Vampire squids, tuber worms and other extraordinary creatures found in The Deep
The Deep: The Extraordinary Creatures of the Abyss Claire Nouvian
University of Chicago Press
2007, 256 pages, 9 x 12 x 1.1 inches
$42 Buy a copy on Amazon
Space, we’re told, is the final frontier. Yet we have a space of our own, right here on Earth – enormous, barely fathomable, and almost entirely untouched by humans. The deep ocean. Barely 5% of it is mapped, but The Deep gloriously illustrates the progress made so far. Below 1800 meters, the ocean is a different world. Light cannot penetrate this far down, but life is abundant. Vampire squids, tuber worms, viper fish, the ocean floor ecospheres cultivated by giant hydrothermal vents, the wonder of bioluminescent jellyfish, and the improbable siphonophores – a colony of tiny creatures that act as a single organism. In the last 25 years, a new species has been discovered in those inky depths every two weeks. What else is out there? It’s all just waiting to be brought to light.
– Nick Parton
The Resurrectionist: Your favorite mythic creatures laid out on a mortician’s table
The Resurrectionist: The Lost Work of Spencer Black by E. B. Hudspeth
2013, 192 pages, 7.8 x 10.8 x 0.8 inches
$16 Buy a copy on Amazon
Imagine all your favourite mythic creatures: pegasus, mermaid, centaur, sphinx, minotaur. Now imagine them laid out on a mortician’s table: dissected, given Latin medical labels, and analyzed in terms of their unique muscular and skeletal makeup. This is what we’re offered in the second part of E. B. Hudspeth’s The Resurrectionist in the section titled The Codex Extinct Animalia.

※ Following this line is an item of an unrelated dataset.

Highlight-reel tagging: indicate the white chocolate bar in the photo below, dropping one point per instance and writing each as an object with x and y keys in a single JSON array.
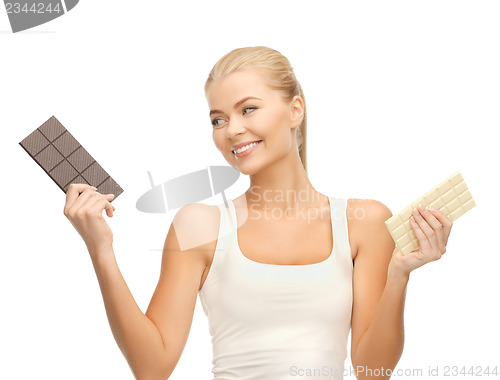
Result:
[{"x": 451, "y": 197}]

This intriguing novel does its best to defy categorization. Part One reads like a nonfiction textbook piecing together the biography of controversial 19th-century surgeon Dr. Spenser Black. Through reproduced letters, newspaper clippings and exhibition flyers we chart Black’s life: his early career as a stellar young surgeon, his marriage and the birth of his son; and then his rapid descent into infamy, gaining a reputation as a splicer of anatomies and an eccentric who believed that the creatures from our myths are in fact our evolutionary ancestors. Part Two presents his extensive drawings and writings, though it is left up to the reader to decide whether Black was a visionary or a madman.
The book’s beautifully macabre images capture the imagination instantly, but where Hudspeth really impresses is in the utter believability of Dr. Black’s story. The narrative is furnished with a fictional note from the publishers, and Black’s biography neatly intertwines with real 19th-century events. The Resurrectionist channels the aesthetics of Edgar Allan Poe while playing with form in the manner of Jorge Luis Borges. While the novel’s publisher Quirk Books has given us a wealth of visual treats in the last few years, The Resurrectionist still feels like the most immersive and fully realized book in their catalogue.